Many UM and UIM insurance cases involve “breach of contract” or “breach of implied covenant of good faith and fair dealing” otherwise known as bad faith.

With this type of breach of contract suit, you are saying that the insurance company did not live up to their end of the bargain.

You acquired an expense that was covered by your insurance, and the insurance company has refused to pay. Everybody focuses on the words of the policy in these types of cases. The insurance company may have the advantage because they have drafted the policy. However, the “rules of construction” are on your side. Rules of construction require that ambiguous language be interpreted in your favor.

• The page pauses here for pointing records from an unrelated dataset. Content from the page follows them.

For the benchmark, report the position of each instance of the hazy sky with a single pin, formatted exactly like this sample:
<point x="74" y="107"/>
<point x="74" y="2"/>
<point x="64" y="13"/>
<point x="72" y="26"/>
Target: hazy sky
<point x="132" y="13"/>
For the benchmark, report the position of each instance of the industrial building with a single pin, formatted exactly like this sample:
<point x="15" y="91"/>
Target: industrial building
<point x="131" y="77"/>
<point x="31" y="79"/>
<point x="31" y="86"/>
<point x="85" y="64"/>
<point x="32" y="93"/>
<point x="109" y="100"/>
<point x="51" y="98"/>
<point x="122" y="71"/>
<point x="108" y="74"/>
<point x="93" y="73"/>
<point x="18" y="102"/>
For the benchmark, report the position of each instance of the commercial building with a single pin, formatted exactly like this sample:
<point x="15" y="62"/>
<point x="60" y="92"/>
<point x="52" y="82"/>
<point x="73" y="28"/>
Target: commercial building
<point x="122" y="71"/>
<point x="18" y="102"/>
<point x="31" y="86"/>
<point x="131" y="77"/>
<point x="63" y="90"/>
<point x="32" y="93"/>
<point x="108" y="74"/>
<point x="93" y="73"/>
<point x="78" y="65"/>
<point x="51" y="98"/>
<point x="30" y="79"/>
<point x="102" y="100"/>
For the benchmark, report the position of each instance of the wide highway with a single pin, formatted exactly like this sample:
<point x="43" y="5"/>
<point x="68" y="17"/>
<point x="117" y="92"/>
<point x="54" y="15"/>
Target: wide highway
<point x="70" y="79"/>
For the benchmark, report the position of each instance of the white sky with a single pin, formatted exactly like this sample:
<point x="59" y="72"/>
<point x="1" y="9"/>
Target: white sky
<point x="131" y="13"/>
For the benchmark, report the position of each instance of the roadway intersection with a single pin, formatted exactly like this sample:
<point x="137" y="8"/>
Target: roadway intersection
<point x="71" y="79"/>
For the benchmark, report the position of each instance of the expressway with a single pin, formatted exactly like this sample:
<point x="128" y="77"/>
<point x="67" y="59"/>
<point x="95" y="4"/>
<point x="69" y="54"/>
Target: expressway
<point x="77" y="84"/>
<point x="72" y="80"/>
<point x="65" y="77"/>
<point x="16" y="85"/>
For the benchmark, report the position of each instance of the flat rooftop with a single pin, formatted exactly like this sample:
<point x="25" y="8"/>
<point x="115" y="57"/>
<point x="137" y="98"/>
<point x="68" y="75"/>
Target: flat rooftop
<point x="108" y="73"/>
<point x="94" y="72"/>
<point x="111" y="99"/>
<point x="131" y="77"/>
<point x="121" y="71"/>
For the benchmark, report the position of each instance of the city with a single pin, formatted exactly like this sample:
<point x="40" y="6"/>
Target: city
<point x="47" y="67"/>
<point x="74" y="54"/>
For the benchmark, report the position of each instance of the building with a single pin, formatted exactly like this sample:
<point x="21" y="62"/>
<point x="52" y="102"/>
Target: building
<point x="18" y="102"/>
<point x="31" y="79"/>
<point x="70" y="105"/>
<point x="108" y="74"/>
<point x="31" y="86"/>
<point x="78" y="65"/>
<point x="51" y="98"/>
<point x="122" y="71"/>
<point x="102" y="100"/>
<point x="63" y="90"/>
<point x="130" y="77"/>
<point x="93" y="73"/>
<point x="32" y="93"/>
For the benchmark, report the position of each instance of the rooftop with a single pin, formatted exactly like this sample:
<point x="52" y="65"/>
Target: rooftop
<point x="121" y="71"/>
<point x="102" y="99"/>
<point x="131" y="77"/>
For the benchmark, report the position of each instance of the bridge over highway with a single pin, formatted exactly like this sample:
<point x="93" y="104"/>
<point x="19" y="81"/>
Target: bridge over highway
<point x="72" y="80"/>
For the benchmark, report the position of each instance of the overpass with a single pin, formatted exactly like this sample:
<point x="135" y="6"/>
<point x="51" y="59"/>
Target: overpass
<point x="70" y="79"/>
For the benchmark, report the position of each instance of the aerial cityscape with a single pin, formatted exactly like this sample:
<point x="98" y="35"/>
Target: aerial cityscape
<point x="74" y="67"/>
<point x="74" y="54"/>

A Bad Faith Claim says that the insurance company acted unreasonably in refusing to settle the claim. All insurance policies require that the insurance company act in good faith when reviewing a claim. If the insurance company did not perform an adequate investigation and has attempted to settle your claim for less than what it is worth, you may have a viable claim and you can recover your benefits. If you can establish a bad faith claim, you can be awarded for “negligent infliction of emotional distress and fraud” and receive compensation or exemplary damages, which can exceed the actual amount owed under the contract.

You also need to be aware of the “statute of limitations”. A civil lawsuit for breach of contract or bad faith must be filed within a certain period of time after the insurance company’s final denial of your claim. Once the statute of limitations expires, it may be difficult or impossible to protect your rights.